One motivating factor for consumers will be the increased penalty under the ACA’s individual mandate for those who aren’t insured. In 2014, it was the greater of $95 or 1 percent of taxable income. In 2015, it will be greater of $325 or 2 percent of income, rising to the greater of $695 or 2.5 percent of income in 2016.

Howard added that having two more insurers advertising and publicizing the marketplace will help reach more consumers who aren’t aware of their options. She noted that New Jersey has limited federal funding to advertise the marketplace since the state opted against operating its own insurance exchange.

“United is a big brand name that will put resources” into the state, Howard said, adding that Oscar did innovative advertising – which included cartoons on YouTube – in New York. “More noise is good,” she added.

Howard noted that New Jersey is in line with a national trend, as the U.S. Department of Health and Human Services announced this week that there has been a 25-percent increase nationwide in the number of plans offered on the marketplace and state exchanges.
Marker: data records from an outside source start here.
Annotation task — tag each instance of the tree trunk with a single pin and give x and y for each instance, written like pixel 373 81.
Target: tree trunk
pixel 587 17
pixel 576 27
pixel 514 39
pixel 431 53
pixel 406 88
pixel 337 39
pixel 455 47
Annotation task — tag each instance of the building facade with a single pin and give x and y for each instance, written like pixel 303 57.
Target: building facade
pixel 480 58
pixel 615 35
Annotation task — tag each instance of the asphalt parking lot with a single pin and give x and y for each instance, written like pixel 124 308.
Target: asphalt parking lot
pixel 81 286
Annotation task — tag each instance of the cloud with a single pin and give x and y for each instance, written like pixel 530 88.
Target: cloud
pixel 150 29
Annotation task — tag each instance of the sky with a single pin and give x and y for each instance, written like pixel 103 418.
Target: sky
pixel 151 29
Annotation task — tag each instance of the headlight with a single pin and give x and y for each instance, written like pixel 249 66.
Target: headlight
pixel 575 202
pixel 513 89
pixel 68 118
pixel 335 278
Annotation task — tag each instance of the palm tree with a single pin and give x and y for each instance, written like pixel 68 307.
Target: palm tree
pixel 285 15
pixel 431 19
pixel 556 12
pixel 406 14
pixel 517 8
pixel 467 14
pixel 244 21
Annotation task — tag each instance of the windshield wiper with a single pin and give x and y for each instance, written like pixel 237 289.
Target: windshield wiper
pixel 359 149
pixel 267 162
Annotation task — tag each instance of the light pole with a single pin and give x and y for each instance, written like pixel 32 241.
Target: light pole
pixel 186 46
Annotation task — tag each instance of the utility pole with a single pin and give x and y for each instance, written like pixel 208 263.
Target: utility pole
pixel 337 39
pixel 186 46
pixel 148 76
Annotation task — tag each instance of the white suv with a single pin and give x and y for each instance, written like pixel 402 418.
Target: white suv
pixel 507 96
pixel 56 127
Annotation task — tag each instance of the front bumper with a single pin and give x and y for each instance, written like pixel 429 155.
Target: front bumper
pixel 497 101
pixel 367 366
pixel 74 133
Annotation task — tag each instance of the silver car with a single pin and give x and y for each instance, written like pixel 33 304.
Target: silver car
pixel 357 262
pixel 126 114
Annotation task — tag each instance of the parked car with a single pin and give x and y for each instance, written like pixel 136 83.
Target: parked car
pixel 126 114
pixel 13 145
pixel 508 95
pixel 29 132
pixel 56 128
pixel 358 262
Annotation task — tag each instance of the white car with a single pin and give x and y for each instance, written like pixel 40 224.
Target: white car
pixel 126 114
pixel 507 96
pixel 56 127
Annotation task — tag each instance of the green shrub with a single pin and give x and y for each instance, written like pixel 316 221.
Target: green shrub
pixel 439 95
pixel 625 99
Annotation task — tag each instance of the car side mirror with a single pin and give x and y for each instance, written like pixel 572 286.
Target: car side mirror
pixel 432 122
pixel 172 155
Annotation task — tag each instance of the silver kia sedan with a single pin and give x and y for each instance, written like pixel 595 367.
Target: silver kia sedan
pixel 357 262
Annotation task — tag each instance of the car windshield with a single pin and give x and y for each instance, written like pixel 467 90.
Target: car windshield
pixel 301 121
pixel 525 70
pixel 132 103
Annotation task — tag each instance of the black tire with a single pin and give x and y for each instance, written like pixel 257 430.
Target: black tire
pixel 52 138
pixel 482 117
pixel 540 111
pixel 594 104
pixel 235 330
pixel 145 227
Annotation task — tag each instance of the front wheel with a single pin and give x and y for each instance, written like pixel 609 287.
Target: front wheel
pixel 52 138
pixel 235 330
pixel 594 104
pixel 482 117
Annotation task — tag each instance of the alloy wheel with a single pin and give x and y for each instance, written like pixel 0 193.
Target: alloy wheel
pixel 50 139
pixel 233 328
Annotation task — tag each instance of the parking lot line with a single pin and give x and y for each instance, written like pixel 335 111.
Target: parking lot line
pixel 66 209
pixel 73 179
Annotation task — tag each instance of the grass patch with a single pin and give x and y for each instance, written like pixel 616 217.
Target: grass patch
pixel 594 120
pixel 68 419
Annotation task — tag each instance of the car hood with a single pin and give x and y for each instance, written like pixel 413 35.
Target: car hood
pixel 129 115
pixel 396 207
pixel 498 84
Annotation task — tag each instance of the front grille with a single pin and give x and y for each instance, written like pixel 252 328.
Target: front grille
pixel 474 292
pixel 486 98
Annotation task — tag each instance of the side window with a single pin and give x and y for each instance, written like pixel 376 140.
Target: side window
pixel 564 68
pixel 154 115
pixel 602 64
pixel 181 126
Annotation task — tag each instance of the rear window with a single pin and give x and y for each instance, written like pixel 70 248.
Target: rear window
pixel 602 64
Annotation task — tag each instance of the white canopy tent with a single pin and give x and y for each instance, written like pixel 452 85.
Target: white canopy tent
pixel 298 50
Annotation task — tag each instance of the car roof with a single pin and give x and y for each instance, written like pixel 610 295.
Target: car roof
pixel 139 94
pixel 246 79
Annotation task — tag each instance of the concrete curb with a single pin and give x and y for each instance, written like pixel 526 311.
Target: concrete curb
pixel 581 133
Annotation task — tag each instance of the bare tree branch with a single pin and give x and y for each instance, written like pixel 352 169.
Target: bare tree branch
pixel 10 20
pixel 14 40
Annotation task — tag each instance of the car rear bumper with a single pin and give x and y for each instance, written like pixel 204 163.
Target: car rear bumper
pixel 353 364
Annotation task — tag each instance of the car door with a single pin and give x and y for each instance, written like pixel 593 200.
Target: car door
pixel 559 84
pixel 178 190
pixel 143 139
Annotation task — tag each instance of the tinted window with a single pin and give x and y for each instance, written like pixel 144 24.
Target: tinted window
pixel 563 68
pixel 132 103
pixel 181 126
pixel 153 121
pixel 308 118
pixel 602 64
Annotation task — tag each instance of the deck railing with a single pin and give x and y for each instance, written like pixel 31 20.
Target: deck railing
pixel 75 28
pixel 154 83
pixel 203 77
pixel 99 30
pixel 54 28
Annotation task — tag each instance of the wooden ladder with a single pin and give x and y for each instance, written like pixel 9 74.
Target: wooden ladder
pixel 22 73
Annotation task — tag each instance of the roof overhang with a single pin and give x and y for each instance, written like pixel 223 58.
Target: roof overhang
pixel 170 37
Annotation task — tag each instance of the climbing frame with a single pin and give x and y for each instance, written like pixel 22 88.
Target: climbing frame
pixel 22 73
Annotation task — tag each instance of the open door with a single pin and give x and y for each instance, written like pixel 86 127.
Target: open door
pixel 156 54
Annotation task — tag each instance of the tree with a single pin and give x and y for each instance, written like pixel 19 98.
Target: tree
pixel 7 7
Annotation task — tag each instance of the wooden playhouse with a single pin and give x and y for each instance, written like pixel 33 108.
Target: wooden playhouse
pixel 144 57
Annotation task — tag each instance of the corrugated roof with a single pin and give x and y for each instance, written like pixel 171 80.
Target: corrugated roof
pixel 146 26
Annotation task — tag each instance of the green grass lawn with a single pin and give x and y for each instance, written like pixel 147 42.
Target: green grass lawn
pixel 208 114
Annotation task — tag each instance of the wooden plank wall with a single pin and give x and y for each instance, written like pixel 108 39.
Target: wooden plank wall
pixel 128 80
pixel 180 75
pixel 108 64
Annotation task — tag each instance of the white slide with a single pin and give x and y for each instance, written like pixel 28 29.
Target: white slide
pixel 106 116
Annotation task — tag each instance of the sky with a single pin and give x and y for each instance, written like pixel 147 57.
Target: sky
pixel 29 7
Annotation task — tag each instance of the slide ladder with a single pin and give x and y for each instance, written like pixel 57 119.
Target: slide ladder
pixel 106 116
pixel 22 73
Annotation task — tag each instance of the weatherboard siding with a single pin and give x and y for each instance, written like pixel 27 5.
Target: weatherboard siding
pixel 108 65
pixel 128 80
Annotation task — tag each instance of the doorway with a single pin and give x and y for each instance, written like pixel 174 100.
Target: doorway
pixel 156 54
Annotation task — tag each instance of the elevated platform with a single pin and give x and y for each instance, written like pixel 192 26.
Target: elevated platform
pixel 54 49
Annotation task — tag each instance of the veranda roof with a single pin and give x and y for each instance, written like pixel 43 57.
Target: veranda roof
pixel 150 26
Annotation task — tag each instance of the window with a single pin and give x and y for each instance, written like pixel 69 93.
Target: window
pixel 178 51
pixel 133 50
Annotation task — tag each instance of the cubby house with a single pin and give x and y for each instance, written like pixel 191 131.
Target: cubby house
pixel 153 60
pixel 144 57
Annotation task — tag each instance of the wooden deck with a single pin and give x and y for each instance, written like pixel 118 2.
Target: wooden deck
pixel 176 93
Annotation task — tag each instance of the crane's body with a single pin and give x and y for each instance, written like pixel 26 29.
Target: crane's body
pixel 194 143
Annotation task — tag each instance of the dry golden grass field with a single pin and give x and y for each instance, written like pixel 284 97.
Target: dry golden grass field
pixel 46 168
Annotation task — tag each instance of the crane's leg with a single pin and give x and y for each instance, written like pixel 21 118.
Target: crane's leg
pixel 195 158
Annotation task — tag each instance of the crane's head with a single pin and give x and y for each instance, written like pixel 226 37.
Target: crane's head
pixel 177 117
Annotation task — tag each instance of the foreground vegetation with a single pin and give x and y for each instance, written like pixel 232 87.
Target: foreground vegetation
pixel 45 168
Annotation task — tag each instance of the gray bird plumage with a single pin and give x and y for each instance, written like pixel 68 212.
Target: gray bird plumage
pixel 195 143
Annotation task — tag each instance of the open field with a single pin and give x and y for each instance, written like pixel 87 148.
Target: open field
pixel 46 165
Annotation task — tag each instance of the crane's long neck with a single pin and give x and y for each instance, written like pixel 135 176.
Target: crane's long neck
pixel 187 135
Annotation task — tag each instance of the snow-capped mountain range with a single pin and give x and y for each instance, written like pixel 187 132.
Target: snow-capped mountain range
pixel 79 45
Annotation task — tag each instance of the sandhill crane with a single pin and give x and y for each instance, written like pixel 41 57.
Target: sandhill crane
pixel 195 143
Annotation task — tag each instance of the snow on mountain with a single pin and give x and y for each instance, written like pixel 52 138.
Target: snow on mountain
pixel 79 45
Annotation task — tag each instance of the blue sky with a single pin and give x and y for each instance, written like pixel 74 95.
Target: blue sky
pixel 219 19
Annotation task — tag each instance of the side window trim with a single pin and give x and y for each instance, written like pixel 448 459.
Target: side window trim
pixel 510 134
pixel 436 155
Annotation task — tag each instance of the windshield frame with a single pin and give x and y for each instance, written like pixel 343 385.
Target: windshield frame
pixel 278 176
That shows the marketplace is becoming more stable, said Wardell Sanders, who frequently serves as the public face of the state’s insurance industry as president of the New Jersey Association of Health Plans.

“Last year, there were so many unknowns,” Sanders said, adding that federal officials were still building the marketplace website, healthcare.gov, after it went live, and that insurers and consumers were facing changing regulations.

“It was difficult for the plans and consumers and others, but a lot of that has been worked out, so it’s a more attractive now for carriers,” Sanders said. “At the end of the day, carriers want to make sure that the rules are clear and aren’t going to change.”

Insurance industry observers observed that New Jersey may be reaching a happy medium between the extremes of not having enough insurance choices and having too many. In states where there is only one insurer on the marketplace, they can have enough power to determine prices, while having an abundance of insurers can increase the power of providers to set high reimbursements.

Howard noted another challenge that can occur when there are scores of insurers competing — consumers can be overwhelmed by the array of choices, which was what happened initially when the Medicaid prescription drug benefit was introduced.